Casi todas las mujeres con las que tuve alguna historia afectivo-sexual son así.
Sólo una vez probé con una señora casada aburrida del marido, pero me dejó porque conmigo también se aburría.
Fue una suerte porque no me gusta ser el que toma la iniciativa. Funciono mejor como víctima.
Casualmente acabo de ser abandonado por una artista plástica muy psicoanalizada.
Sofía nunca se casó pero ha tenido muchas historias amorosas realmente entretenidas.

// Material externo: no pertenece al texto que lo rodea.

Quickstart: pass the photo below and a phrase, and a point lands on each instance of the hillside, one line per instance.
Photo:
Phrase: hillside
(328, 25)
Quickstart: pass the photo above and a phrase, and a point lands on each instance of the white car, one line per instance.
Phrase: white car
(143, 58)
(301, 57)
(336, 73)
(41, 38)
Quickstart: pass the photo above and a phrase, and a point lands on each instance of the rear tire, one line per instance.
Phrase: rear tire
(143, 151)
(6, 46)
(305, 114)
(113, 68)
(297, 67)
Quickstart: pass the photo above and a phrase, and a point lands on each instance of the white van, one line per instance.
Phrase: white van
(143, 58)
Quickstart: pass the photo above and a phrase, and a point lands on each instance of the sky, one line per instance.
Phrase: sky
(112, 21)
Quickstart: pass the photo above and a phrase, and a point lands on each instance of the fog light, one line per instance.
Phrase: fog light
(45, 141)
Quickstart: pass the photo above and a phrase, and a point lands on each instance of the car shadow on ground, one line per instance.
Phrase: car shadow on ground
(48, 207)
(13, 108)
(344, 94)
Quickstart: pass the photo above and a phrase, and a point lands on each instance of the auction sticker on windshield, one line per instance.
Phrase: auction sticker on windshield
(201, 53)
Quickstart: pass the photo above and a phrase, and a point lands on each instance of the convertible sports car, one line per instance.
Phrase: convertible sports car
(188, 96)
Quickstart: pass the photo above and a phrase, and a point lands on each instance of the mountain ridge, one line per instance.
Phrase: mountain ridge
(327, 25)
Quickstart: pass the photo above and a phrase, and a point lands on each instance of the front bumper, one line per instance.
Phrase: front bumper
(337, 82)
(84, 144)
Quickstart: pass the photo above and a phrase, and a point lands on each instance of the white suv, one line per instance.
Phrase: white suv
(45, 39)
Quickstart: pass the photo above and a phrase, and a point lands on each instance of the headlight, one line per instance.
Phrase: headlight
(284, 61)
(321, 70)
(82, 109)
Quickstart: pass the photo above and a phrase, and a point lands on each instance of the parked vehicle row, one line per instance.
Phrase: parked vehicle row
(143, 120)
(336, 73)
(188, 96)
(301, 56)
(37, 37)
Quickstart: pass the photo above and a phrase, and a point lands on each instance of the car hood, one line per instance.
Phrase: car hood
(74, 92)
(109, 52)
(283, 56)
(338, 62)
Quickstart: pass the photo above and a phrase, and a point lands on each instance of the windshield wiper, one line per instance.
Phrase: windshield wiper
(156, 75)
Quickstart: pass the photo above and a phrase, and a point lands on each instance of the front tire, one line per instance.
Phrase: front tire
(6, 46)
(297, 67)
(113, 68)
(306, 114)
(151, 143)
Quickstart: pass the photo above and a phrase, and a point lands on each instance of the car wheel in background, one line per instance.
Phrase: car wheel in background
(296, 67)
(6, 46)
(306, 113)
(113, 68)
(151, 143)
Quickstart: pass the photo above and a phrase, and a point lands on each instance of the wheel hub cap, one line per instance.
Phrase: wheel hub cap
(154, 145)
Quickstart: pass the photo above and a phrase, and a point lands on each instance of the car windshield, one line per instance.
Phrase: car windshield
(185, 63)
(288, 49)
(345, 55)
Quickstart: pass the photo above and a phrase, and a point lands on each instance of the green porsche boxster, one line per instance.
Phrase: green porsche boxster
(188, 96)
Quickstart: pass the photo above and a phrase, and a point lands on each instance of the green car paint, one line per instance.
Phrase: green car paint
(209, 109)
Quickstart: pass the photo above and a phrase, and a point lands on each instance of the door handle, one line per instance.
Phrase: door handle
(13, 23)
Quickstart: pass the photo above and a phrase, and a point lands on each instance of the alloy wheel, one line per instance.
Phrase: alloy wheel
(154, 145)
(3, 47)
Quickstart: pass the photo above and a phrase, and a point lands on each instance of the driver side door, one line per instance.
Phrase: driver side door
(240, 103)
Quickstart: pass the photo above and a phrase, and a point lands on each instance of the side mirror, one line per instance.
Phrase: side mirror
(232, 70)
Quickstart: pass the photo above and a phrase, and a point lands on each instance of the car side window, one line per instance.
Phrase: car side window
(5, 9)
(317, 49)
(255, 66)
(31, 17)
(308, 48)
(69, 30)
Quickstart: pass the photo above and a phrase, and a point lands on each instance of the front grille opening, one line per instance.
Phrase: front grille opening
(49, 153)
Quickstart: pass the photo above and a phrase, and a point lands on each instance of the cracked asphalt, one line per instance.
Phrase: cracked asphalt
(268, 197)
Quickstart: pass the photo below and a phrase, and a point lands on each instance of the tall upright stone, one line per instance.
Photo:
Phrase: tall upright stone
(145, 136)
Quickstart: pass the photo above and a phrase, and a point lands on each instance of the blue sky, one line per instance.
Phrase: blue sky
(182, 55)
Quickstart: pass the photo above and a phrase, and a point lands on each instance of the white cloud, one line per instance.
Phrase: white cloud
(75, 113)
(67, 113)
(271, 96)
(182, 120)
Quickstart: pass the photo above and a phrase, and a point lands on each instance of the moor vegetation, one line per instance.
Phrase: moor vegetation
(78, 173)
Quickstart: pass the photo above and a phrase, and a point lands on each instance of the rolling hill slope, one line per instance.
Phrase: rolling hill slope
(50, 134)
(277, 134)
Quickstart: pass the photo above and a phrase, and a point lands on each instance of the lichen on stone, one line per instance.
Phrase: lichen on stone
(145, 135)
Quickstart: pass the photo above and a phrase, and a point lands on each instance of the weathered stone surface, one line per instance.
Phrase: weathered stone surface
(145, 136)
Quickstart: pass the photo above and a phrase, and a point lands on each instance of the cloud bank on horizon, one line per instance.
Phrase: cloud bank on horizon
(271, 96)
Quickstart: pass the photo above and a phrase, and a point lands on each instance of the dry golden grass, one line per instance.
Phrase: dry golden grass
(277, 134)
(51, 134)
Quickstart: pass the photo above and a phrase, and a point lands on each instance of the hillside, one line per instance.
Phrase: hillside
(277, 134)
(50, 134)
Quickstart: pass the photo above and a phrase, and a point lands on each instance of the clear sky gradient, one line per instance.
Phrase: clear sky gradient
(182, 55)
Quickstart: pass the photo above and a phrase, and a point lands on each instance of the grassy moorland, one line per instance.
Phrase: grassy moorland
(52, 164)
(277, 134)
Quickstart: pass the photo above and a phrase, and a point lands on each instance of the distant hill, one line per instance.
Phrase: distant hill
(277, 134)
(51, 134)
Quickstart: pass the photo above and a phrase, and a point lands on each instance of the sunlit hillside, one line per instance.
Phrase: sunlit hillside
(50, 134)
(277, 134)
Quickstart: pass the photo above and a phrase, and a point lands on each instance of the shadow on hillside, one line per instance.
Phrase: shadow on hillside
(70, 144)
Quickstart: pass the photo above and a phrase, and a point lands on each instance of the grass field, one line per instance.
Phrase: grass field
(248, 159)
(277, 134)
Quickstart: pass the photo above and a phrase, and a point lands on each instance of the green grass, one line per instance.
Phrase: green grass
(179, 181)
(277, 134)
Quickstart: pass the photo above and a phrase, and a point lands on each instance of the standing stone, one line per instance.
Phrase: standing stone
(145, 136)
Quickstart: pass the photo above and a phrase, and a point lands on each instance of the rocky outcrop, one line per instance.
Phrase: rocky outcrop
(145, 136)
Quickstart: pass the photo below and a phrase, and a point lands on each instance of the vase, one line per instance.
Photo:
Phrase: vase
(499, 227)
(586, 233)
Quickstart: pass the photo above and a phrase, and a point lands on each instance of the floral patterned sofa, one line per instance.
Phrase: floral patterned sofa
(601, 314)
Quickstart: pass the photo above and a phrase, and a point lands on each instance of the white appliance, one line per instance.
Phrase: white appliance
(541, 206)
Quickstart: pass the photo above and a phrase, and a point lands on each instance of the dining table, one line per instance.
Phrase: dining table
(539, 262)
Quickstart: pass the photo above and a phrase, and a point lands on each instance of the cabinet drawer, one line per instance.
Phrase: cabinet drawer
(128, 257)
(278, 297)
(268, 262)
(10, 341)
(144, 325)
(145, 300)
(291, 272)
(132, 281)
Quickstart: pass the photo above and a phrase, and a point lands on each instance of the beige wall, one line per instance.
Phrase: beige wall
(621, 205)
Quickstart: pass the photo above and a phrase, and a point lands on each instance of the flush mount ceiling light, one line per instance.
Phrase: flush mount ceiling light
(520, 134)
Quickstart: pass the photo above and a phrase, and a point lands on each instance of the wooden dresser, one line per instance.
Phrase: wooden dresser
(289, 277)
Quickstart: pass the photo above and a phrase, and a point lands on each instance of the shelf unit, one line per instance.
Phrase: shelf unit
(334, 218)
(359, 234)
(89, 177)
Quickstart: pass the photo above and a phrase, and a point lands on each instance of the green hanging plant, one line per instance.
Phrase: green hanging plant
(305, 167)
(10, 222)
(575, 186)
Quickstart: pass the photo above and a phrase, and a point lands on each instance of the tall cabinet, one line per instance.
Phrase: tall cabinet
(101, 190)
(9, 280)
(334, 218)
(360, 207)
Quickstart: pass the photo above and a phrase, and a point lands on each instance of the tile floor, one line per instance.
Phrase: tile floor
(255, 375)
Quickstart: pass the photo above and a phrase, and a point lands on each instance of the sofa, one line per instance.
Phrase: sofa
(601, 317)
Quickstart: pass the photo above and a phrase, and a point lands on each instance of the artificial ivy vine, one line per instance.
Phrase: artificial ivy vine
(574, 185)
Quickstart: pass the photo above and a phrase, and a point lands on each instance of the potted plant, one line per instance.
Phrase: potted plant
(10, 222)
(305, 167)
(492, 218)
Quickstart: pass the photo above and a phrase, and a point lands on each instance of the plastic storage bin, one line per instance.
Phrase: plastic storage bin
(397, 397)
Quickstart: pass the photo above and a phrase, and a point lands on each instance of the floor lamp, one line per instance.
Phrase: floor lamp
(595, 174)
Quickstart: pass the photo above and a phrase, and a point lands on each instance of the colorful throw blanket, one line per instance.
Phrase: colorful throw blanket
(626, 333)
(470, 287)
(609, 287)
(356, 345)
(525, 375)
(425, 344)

Ella piensa que los hombres somos casi todos iguales y quizá tenga razón porque las cosas que captó en mí son características de algún otro hombre que pasó por su vida.
Como es fanática del reiki —y yo soy muy sugestionable—, alcanzaba con que pusiera su mano abierta a poca distancia de mi pene flácido para que en un par de minutos se convirtiera en un obelisco.
Para mi era asombroso pero ella lo tomaba con naturalidad.
Sofía se excitaba mucho con una escena en la cual yo me comportaba como un marino coreano torpe, grosero y algo psicótico (imito muy bien la fonética de las lenguas asiáticas pero no sé una palabra).
Por mi parte, yo me excitaba hasta el paroxismo con algo que ella hacía o tenía, pero que no nos dábamos cuenta qué era.
Así fue hasta que anteayer tuve uno de esos ataque de pasión cuando ella había tomado el control sentada sobre mí.
Mientras fumábamos le pedí —en tono de investigador— que volviera a sentarse sobre mí a ver si descubríamos qué provocaba mi descontrol.
Accedió y sentí como un flechazo de Freud. ¡Tienes los pezones iguales a los de mi padre! —le dije casi gritando.
Ella me miró como diciendo «Esto no me está pasando», se bajó de mí, se vistió sin abandonar el gesto de extrañeza, me dijo: «Te devuelvo la llave de tu departamento» y se fue cabizbaja.